Find Us On Social Media :

Kemenkes Temukan Lebih dari 800 Ribu Kasus TBC di Indonesia, Ini Penyebabnya

Penyebab kenaikan kasus TBC dari tahun sebelumnya.

GridHEALTH.id - Tuberkulosis (TBC) merupakan salah satu dari sekian banyaknya masalah kesehatan terkait sistem pernapasan.

Penyakit ini disebabkan oleh bakteri Mycobacterium tuberculosis, yang menyerang paru-paru.

Dari data Kementerian Kesehatan (Kemenkes) RI, diketahui saat ini kasus TBC di Indonesia mengalami peningkatan.

Pada 2022 dilaporkan ada sekitar 724.000 kasus TBC di Indonesia, sementara pada 2023 meningkat menjadi 809.000 kasus.
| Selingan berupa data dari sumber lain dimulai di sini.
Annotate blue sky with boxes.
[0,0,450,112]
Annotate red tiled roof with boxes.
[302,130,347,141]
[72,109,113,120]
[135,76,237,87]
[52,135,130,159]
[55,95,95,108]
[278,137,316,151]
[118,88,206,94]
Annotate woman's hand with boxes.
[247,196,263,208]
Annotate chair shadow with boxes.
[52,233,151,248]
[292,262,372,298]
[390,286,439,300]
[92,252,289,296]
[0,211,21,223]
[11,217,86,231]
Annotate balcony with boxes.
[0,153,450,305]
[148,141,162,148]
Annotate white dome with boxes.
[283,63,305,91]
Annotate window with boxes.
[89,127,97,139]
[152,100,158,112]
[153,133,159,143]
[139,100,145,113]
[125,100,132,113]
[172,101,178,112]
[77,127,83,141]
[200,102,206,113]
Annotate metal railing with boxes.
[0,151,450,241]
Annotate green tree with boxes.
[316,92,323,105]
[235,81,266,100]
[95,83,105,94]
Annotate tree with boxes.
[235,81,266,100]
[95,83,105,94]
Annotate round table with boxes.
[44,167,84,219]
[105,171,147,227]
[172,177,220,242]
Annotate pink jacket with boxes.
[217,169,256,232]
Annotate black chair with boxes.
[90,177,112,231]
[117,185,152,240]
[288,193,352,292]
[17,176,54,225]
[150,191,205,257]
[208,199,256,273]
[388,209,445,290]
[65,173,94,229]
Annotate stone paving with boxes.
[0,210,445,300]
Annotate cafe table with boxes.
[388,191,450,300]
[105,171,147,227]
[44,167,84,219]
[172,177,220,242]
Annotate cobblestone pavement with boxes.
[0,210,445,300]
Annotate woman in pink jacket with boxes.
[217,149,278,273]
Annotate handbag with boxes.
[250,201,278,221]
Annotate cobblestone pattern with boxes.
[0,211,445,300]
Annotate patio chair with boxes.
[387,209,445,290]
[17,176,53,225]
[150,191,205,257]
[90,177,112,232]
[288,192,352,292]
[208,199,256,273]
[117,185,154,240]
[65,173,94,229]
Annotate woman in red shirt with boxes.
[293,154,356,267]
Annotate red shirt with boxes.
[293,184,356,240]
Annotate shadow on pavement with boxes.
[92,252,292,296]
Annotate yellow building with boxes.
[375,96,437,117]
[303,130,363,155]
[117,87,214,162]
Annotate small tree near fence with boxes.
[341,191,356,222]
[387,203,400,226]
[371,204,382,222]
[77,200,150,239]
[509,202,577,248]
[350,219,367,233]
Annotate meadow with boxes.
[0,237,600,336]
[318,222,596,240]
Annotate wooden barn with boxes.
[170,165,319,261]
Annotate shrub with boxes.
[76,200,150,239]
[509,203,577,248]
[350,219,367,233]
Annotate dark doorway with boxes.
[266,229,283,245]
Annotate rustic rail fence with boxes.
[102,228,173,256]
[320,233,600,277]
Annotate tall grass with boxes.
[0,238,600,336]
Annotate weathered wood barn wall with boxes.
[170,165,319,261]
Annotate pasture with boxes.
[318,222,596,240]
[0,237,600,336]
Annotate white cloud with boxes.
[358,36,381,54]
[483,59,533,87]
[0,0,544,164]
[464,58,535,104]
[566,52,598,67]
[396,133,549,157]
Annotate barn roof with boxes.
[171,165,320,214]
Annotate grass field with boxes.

Jumlah tersebut, menurut Kemenkes jauh lebih tinggi dibandingkan dengan kasus sebelum pandemi COVID-19.

Sebelum pandemi COVID-19, prevalensi rata-rata kasus TBC di bawah 600.000 per tahun.

"Sebelum pandemi, penemuan kasus TBC hanya mencapai 40-45% dari estimasi kasus TBC jadi masih banyak yang belum ditemukan atau juga dilaporkan," kata Direktur Pencegahan dan Pengendalian Penyakit Menular dr. Imran Pambudi dikutip dari Sehat Negeriku (30/1/2024).

Apa Penyebab Kasus TBC Naik?

Faktor yang memicu kenaikan kasus TBC di Indonesia, berkaitan dengan upaya pemeriksaan penyakit ini.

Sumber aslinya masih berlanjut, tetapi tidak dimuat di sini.